Canada Senator from Ontario
- Incumbent
- Assumed office November 10, 2016
- Nominated by: Justin Trudeau
- Appointed by: David Johnston

Personal details
- Born: November 10, 1959 (age 66)
- Party: Independent Senators Group

= Kim Pate =

Canadian politician

Kimberly Pate (born November 10, 1959) is a Canadian politician who has served as a senator from Ontario since November 10, 2016, sitting with the Independent Senators Group (ISG) caucus. Pate was appointed on the advice of Prime Minister Justin Trudeau.

== Background ==
Pate grew up in a military family and attended the University of Victoria, graduating with a Bachelor of Arts in 1980. She later graduated from Dalhousie Law School in 1984 with honours in the Clinical Law Programme and has completed post graduate work in the area of forensic mental health. In 2014, she was named a member of the Order of Canada for advocating on behalf of women who are marginalized, victimized or incarcerated, and for her research on women in the criminal justice system. Pate is a former executive director of the Canadian Association of Elizabeth Fry Societies. In 2011 she was a recipient of the Governor General's Award in Commemoration of the Persons Case.

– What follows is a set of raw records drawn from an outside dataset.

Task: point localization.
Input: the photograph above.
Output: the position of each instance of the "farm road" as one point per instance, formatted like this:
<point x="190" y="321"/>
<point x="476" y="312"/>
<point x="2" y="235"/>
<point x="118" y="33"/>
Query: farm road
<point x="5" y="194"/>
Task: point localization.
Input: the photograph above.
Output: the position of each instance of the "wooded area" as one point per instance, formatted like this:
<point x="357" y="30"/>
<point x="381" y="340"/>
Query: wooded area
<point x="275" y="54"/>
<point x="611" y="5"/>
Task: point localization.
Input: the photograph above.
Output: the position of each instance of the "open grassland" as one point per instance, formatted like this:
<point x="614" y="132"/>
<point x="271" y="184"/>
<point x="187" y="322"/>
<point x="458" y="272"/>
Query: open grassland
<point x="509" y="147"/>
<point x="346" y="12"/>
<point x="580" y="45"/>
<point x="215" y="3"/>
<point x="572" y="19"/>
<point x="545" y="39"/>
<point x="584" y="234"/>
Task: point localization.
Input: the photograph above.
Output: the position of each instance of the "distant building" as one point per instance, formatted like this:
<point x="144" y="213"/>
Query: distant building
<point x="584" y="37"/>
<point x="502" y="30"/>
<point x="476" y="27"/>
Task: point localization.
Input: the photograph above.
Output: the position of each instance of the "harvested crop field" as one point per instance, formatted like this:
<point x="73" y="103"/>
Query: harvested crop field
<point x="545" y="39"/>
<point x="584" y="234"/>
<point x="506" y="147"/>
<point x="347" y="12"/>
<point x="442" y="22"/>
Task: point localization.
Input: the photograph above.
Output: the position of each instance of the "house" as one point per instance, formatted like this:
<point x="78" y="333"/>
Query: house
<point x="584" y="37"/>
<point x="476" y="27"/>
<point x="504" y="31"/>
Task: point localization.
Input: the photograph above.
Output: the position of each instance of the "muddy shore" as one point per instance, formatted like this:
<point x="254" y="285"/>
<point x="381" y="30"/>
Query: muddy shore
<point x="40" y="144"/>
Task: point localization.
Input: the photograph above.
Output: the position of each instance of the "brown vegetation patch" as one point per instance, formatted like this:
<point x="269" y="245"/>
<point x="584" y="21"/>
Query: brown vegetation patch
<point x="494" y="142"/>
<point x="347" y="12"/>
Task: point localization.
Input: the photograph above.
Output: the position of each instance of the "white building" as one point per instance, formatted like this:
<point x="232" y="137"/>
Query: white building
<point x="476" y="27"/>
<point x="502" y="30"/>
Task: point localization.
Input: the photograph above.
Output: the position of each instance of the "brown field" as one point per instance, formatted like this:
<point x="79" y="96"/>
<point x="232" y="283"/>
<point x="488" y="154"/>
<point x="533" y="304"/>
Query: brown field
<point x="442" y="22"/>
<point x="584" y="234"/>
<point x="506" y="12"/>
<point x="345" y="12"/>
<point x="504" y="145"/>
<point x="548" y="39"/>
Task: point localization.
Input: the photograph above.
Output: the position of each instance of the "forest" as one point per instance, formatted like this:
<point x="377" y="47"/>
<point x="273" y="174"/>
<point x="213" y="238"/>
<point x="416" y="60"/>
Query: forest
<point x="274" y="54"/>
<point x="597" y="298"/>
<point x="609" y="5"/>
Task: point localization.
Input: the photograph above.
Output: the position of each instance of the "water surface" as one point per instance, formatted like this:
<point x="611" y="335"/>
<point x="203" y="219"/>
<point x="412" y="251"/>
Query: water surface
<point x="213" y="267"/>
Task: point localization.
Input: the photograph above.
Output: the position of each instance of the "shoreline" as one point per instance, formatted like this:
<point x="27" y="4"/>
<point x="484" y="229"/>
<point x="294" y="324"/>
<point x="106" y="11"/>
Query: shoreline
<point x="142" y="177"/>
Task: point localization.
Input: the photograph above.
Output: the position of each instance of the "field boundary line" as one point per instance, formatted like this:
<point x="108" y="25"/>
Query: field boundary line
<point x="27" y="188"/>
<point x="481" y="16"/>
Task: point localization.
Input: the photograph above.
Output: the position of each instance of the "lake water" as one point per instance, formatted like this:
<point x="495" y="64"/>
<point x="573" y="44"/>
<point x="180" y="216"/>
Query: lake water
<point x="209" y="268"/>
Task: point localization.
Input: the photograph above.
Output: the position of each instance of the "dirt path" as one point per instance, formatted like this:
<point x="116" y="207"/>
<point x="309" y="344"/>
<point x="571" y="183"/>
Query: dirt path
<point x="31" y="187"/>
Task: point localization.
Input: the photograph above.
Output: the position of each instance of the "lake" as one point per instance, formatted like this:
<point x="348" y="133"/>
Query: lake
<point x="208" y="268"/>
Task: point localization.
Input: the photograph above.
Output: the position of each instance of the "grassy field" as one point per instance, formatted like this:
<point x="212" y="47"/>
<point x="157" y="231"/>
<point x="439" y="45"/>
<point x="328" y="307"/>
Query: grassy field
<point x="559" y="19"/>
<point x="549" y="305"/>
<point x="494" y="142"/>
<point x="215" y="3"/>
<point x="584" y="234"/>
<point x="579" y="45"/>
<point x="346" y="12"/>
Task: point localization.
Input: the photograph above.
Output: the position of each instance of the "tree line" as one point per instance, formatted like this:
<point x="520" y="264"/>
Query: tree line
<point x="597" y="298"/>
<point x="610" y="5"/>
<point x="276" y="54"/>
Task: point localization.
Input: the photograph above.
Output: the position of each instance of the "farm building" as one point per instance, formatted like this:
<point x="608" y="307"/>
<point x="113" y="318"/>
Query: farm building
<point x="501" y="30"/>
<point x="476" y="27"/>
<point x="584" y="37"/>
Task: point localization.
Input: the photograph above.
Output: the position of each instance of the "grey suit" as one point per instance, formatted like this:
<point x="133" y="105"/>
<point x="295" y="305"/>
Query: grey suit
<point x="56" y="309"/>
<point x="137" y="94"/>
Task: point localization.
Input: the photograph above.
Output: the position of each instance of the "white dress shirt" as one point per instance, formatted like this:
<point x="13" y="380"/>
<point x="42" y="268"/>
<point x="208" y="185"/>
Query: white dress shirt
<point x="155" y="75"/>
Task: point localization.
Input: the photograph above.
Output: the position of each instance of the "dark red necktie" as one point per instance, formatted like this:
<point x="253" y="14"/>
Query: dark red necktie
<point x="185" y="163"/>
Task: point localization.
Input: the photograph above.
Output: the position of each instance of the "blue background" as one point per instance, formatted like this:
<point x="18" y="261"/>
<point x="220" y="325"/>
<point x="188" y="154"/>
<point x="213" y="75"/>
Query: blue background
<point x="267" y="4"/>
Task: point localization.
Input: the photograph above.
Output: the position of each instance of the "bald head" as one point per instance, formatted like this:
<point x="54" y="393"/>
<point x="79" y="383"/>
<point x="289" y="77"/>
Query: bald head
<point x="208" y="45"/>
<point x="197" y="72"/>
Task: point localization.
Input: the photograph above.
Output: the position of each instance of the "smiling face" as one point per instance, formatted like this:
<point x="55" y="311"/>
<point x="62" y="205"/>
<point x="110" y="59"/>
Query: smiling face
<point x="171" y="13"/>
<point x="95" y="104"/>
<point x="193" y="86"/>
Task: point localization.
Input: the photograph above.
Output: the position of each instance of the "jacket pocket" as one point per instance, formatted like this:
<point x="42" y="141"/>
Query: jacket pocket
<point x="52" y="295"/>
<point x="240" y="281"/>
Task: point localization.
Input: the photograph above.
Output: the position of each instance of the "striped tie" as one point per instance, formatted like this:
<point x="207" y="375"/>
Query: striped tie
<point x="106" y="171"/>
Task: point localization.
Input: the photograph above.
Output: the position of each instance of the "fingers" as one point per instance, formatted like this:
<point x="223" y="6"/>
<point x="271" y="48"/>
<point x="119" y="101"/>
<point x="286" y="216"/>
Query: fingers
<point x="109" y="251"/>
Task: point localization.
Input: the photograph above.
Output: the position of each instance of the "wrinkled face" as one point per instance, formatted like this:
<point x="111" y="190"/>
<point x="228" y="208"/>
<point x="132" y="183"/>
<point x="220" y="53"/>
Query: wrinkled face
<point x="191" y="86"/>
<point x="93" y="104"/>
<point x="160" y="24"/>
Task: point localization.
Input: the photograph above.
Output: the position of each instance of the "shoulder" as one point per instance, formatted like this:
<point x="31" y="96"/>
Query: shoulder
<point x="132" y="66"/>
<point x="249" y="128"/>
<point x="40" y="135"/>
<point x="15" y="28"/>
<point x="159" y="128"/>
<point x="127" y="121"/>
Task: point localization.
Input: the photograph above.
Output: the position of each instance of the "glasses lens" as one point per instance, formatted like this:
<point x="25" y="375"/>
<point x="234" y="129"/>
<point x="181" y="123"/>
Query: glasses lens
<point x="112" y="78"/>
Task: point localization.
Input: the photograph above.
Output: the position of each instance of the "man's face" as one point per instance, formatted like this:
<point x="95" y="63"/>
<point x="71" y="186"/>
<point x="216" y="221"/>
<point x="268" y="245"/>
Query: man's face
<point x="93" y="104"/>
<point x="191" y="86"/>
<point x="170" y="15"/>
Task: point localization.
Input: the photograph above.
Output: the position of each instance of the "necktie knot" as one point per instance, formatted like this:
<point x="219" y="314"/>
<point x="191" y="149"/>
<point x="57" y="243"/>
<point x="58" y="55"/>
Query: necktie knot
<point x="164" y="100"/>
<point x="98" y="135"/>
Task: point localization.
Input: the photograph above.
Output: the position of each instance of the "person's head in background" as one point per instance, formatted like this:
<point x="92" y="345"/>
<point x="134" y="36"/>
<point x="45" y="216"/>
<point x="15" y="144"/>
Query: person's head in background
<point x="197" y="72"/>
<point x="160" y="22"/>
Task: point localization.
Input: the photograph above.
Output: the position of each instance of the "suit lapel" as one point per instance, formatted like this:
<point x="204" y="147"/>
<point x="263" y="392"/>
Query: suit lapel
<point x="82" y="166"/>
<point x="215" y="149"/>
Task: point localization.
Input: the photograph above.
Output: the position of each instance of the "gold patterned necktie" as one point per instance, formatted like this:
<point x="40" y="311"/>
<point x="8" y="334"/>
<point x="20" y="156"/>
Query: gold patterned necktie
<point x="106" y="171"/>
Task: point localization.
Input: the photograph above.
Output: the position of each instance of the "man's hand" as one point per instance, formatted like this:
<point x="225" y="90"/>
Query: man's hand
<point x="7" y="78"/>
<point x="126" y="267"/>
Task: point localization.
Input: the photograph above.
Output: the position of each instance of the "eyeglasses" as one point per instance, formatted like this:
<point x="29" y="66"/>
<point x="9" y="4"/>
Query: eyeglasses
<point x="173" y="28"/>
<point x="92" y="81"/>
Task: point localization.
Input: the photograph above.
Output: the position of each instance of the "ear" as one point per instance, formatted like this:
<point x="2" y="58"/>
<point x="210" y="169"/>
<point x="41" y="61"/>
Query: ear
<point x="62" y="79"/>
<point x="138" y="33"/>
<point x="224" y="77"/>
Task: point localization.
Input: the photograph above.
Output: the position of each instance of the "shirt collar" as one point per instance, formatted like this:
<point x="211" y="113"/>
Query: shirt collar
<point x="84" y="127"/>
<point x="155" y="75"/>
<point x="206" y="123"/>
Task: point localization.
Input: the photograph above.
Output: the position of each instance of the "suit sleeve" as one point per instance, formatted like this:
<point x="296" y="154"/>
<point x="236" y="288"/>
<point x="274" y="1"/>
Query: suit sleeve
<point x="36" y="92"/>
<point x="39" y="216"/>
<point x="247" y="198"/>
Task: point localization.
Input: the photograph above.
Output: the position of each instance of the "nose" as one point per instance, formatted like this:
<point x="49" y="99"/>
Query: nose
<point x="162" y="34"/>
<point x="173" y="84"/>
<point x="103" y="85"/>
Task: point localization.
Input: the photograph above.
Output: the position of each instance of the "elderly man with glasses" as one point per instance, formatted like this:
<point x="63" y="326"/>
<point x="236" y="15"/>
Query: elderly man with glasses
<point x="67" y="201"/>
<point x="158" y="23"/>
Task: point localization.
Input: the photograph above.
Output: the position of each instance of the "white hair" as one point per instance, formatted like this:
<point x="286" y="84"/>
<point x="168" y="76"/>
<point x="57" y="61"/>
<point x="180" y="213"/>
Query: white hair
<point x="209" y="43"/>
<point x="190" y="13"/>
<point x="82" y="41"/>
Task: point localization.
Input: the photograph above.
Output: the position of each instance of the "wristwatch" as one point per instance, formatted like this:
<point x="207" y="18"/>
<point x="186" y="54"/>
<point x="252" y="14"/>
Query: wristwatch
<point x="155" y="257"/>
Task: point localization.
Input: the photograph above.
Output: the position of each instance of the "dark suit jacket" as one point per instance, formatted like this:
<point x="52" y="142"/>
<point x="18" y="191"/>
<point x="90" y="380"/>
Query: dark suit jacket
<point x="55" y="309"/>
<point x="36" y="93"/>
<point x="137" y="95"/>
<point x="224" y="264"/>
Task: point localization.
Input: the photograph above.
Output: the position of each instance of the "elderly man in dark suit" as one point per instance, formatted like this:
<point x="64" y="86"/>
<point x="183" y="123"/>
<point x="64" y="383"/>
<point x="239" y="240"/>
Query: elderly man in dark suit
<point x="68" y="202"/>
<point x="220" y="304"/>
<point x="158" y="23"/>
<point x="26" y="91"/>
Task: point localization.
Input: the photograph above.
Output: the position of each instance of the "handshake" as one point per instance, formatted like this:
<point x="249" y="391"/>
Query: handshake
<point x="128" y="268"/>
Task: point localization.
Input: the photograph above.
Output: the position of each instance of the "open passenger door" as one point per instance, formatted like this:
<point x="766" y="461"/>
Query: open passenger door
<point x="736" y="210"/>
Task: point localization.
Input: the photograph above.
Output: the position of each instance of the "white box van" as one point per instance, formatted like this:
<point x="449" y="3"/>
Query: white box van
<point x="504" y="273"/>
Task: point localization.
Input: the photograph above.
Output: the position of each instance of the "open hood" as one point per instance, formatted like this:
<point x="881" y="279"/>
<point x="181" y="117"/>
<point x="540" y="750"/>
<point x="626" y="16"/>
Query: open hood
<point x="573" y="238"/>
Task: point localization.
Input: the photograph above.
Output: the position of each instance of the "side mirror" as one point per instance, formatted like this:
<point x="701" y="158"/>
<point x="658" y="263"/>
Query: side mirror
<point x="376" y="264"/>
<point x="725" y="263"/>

On October 31, 2016, it was announced that Prime Minister Justin Trudeau would recommend that she be appointed to the Senate of Canada. She will sit as an independent. Pate assumed office on November 10, 2016.

==Activity==
In May 2022 together with two other senators Senator Anderson issued a report calling for a review of the convictions of 12 indigenous women, including the Quewezance sisters, and their exoneration.

She is out as lesbian, and is a member of the Canadian Pride Caucus, a non-partisan committee of Canada's LGBTQ MPs and senators.